Les ministères libéraux présidés
par Sagasta, le maréchaI Martinez Campos et le général
Lopez Dominguez ont été impuissants entre les partis. On
comptait en Espagne 11 partis subdivisés en 26 fractions. Toute
l'habileté de Sagasta échoua devant l'entêtement du
parti clérical et devant l'impatience du parti libéral dirigé
par le maréchal Serrano. La conspiration républicaine de
Badajoz
au mois d'août 1883 rendit à Canovas del Castillo toute son
influence auprès de D. Alphonse. Canovas del Castillo a été
le tuteur autant que le ministre du jeune roi; il a cherché à
grouper autour de lui tous les éléments conservateurs pour
résister aux républicains; il a voulu gagner le clergé
par l'abolition du mariage civil, il a négocié à Rome
un nouveau concordat, il a laissé le parti carliste se réorganiser
presque ostensiblement, et ne s'est montré intraitable que pour
les républicains compromis dans l'affaire de Badajoz.

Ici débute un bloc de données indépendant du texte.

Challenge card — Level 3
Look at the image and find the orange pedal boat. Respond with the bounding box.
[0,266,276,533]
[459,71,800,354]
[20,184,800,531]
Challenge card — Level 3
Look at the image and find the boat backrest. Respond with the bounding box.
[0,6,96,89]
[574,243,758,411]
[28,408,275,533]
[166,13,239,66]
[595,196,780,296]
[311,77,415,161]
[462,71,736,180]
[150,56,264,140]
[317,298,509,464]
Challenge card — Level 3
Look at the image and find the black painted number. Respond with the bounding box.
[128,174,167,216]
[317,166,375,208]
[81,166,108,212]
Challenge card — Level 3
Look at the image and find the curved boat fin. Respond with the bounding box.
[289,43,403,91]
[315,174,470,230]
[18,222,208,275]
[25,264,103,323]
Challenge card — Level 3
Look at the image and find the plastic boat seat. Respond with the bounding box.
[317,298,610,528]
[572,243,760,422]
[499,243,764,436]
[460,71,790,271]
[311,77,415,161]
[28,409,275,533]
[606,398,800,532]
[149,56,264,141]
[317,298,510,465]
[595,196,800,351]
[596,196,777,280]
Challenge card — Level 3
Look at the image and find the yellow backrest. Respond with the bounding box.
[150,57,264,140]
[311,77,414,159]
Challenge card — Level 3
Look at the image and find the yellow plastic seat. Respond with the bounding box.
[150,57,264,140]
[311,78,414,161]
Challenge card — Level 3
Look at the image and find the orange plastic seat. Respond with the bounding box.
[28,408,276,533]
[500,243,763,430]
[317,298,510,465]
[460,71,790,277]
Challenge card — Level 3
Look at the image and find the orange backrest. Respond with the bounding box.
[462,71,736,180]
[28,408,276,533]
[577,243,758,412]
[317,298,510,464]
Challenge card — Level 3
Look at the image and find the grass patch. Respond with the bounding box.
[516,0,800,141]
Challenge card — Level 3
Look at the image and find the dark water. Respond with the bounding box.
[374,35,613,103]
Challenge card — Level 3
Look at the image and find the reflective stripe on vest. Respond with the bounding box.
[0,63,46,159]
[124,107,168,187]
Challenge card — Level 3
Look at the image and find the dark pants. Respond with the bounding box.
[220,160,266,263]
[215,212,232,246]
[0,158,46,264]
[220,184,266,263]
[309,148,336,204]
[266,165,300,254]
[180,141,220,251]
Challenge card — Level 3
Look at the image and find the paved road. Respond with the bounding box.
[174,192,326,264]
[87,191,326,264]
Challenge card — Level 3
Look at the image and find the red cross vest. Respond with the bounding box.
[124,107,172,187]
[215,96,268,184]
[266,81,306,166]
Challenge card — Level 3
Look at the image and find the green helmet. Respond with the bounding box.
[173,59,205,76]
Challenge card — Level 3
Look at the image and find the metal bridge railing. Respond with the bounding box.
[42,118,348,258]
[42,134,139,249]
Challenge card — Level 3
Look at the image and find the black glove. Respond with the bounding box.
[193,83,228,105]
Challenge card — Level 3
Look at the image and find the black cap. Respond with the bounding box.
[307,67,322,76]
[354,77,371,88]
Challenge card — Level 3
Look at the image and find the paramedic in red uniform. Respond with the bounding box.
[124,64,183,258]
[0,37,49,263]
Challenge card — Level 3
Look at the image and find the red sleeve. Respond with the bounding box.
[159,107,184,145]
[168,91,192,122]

L'influence
de Canovas del Castillo a ruiné la popularité d'Alphonse
XII. Sentant lui-même combien la situation était grave, il
voulut donner au jeune roi un puissant appui à l'extérieur,
et l'engagea à s'allier étroitement avec l'Allemagne. Mais,
dans ce contrat léonin, Bismarck s'est
réservé tous les avantages, et l'alliance allemande n'a été
pour D. Alphonse qu'une source d'embarras et de dangers. L'empereur d'Allemagne
l'avait brouillé avec les Français en le faisant colonel
honoraire d'un régiment de uhlans (septembre 1883). La visite du
prince impérial d'Allemagne à Barcelone
et à Madrid
n'avait pu gagner les Espagnols à la politique germanique. L'occupation
des îles Carolines par l'Allemagne (juillet 1885) faillit amener
en Espagne une révolution. Plus favorable que ses sujets aux projets
de Bismarck, D. Alphonse se plaça avec une réelle habileté
entre son peuple révolté, et l'Empire menaçant. Encouragé
par la bienveillance de l'empereur Guillaume, il réussit à
éviter à son pays une guerre qu'il lui eût été
malaisé de soutenir; l'arbitrage pontifical a provisoirement aplani
les dernières difficultés venant de ce côté,
mais l'alliance allemande est devenue impassible.
D. Alphonse a eu de son second mariage
deux filles : doña Maria de las Mercédès, née
le 16 septembre 1880, et doña Maria Theresa, née le 12 novembre
1882, et un fils posthume, Alphonse XIII.